Rhodes Maritsa Airport (Αερολιμένας Ρόδου - Μαριτσών) is a military air base located on the island of Rhodes in Greece. The airport is located 14 km south west of the capital city of Rhodes, near the village of Maritsa, and 3 km south of the newer Rhodes International Airport.

== History ==
The airport was built in 1938 during the Italian occupation of the Dodecanese as a base for the Regia Aeronautica and was called Aeroporto di Martisa "G.Pessi Parvis" and its Italian airport code was 801. It housed a squadron of Savoia-Marchetti SM.81 and a squadron of Fiat CR.32 biplane fighters. In 1940, during World War II, it was bombed by the British Royal Air Force but stayed under Italian control until the Dodecanese Campaign, when it fell under German control.

In September 1942 it was a target, along with the Italian airfield at Kalathos, of Operation Anglo. This was a combined British and Greek Commando operation which successfully destroyed at least 20 Italian aircraft at Maritsa.
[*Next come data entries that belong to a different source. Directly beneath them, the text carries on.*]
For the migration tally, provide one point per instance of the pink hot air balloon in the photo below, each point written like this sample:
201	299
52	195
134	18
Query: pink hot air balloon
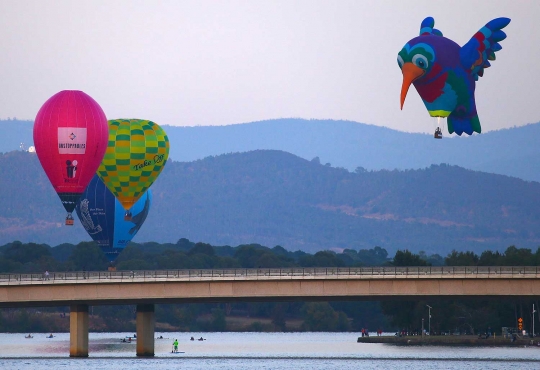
70	136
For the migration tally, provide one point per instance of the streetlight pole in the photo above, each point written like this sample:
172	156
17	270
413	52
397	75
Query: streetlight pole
429	319
533	319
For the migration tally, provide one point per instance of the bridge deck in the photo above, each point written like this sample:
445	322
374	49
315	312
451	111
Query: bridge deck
334	273
169	286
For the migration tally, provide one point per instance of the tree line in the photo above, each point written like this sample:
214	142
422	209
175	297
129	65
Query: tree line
448	315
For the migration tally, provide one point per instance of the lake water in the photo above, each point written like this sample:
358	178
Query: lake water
296	351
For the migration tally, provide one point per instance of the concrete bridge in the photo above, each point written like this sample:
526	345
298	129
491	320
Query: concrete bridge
79	290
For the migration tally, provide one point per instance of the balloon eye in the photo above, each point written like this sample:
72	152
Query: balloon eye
400	61
420	61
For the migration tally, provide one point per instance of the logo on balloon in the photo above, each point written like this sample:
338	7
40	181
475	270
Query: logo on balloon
71	140
71	168
158	158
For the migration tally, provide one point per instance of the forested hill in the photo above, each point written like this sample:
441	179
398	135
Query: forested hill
275	198
512	152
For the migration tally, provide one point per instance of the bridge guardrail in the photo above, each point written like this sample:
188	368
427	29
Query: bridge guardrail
311	272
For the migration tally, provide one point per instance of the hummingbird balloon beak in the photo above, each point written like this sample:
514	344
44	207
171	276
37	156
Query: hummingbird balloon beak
410	74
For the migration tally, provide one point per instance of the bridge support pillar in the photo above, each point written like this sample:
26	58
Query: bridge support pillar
78	331
145	330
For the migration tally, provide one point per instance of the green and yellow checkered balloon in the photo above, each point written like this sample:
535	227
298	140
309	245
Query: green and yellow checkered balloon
137	152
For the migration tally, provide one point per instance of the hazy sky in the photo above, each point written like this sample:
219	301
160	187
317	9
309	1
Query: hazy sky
221	62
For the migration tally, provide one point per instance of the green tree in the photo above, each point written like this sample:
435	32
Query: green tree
407	258
88	256
456	258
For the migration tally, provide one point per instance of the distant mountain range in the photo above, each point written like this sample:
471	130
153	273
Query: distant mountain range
512	152
276	198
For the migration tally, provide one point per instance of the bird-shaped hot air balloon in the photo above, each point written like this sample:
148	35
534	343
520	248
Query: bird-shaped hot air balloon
136	154
444	73
102	216
70	138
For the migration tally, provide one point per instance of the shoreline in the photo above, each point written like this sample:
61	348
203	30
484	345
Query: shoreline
452	340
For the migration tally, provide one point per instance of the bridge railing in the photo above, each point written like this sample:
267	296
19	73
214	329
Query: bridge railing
269	273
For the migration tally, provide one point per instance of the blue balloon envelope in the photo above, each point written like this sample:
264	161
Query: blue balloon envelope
102	216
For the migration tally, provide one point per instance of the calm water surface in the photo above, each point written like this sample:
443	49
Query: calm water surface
296	351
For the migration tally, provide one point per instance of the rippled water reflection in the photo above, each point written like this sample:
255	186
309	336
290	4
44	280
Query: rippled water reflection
255	350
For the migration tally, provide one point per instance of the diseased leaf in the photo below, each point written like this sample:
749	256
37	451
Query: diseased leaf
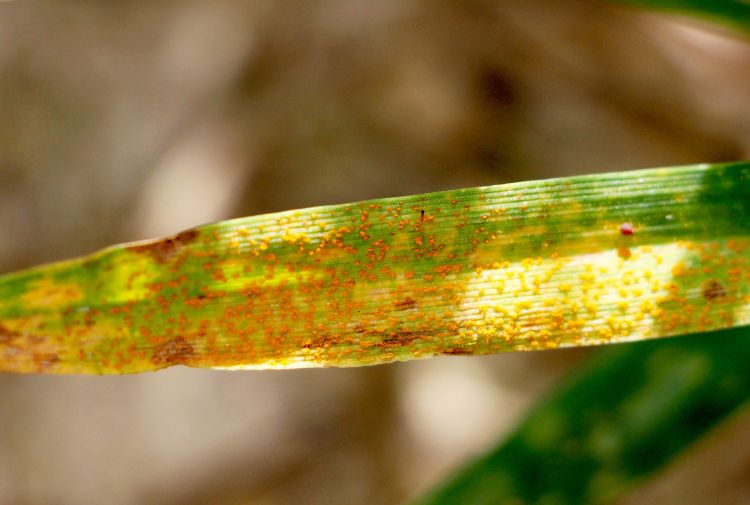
627	413
534	265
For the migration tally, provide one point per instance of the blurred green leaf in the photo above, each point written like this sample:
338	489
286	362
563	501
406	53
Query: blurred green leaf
732	13
624	415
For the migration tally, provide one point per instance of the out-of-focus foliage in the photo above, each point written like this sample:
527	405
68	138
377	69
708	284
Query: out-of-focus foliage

After the war, it became the main airport for the island until 1977, when the new Rhodes International Airport was opened.

== Current Use ==
Since the opening of Rhodes International Airport, Maritsa Airport has been used as a base for the Hellenic Air Force hosting permanently a SAR Super Puma helicopter as well a CH-47 Chinook. More recently two Boeing AH-64 Apache helicopters have been based at the airfield, reflecting tensions arising from the long running Aegean dispute with Turkey over the status of the Dodecanese islands.

During the summer a fire bombing helicopter is also hosted, supplemented in 2022 by two Air Tractor AT-802F Fire Boss Amphibious Scooper Air Tankers. .

On 13 July 2022 a Mil Mi-8 firefighting helicopter based at Maritsa flew to Samos to support firefighting efforts on the island. It crashed into the sea off Samos with the loss of two crew members.

The airport runway has also been used by local clubs for car and motorbike races, mostly off season.